The Social Research Association held its ‘Social Media in Social Research’ annual conference in London on the 24th June 2013. Our senior researcher Amanda attended the daylong event which saw presentations from a wide range of speakers including academics with experience in researching social media. The day started with a presentation by Dr Farida Vis who was part of the research team for the “Reading the Riots” collaboration with The Guardian. The project analysed 2.6 million tweets during the 2012 summer riots in London. Dr Vis is at the forefront of social media research and talked about the data challenges surrounding social media research, existing methodologies, technical difficulties and questions regarding bias, sampling and anonymity. A further Skillslab in the afternoon looked at analysing information through images; coding techniques, authenticity of the social media image, how images move and circulate and how they are received/construed by the viewer.
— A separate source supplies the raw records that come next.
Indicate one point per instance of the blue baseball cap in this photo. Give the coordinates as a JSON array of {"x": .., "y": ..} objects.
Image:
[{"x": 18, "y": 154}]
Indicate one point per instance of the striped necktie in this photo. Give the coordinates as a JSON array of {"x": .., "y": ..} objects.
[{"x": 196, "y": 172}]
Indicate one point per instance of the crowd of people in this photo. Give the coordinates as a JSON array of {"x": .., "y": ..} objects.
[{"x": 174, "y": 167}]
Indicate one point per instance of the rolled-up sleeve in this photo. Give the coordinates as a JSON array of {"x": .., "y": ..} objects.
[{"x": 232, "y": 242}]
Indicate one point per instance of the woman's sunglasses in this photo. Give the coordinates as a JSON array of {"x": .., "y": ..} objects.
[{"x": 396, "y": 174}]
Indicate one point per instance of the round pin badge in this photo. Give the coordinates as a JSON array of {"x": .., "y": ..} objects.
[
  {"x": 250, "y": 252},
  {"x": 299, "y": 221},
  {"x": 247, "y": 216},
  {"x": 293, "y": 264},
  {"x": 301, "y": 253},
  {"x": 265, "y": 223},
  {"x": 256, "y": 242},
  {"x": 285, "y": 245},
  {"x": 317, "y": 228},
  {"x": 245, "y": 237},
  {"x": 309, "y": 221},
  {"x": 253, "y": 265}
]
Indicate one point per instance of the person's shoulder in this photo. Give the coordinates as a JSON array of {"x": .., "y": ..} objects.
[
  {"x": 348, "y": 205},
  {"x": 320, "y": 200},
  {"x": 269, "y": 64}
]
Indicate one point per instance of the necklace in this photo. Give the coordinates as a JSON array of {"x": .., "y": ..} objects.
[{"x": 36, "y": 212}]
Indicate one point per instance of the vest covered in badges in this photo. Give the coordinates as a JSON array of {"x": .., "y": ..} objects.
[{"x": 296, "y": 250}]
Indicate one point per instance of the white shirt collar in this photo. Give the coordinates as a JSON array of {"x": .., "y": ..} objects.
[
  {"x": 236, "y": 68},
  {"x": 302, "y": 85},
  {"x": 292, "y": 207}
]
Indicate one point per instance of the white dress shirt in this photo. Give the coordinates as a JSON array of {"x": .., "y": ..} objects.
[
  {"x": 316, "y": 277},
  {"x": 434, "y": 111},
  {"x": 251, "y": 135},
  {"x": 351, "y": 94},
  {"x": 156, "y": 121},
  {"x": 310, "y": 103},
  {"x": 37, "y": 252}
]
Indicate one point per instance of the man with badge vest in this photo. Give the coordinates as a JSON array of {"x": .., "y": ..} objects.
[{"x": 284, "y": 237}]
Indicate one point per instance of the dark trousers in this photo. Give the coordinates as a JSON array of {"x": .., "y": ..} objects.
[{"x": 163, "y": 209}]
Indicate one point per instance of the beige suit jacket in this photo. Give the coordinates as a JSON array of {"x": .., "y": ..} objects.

There were queries from the floor about best practice advice and these were picked up and discussed further by Kandy Woodfield at NSMNSS (New Social Media New Social Science) and the ethics panel discussion at the end of the day. These ‘rules’ are being discussed now by specialists in the social media social research field. Subsequently, social researchers can go forward ethically with a balance being struck between all parties.
Brian Kelly from the University of Bath highlighted the benefits of social media optimisation which can extend, promote and support research activity. Claire Meehan from the University of Auckland described how she started with a traditional focus group methodology to explore young people’s use of drugs to then analysing social media to gain further insight into how the young construct their drugs knowledge.
Two presentations looked at social media user’s views on social media research and privacy/ethics. Both of these studies (one academic/ one commercial) showed that there is a wide difference in what people think about how their information is being used and shared online, with a majority believing Twitter is more public than Facebook, which is considered more family orientated and therefore more private. A whole different set of concerns were raised when discussing the level of dissemination at which people’s opinion is used. Dr Nicola Stanley discussed the online recruitment process and explored privacy behaviours from an online panel of 354 participants.
Amanda commented, “The day was inspiring and created meaningful debate surrounding social media research. One clear thing that came out of the conference, was that social media is blurring the edges between traditional research recruitment, methodology and process and social researchers are calling for additional guidelines of social media research methods that are easy to use and understand in terms of privacy control and integrity”.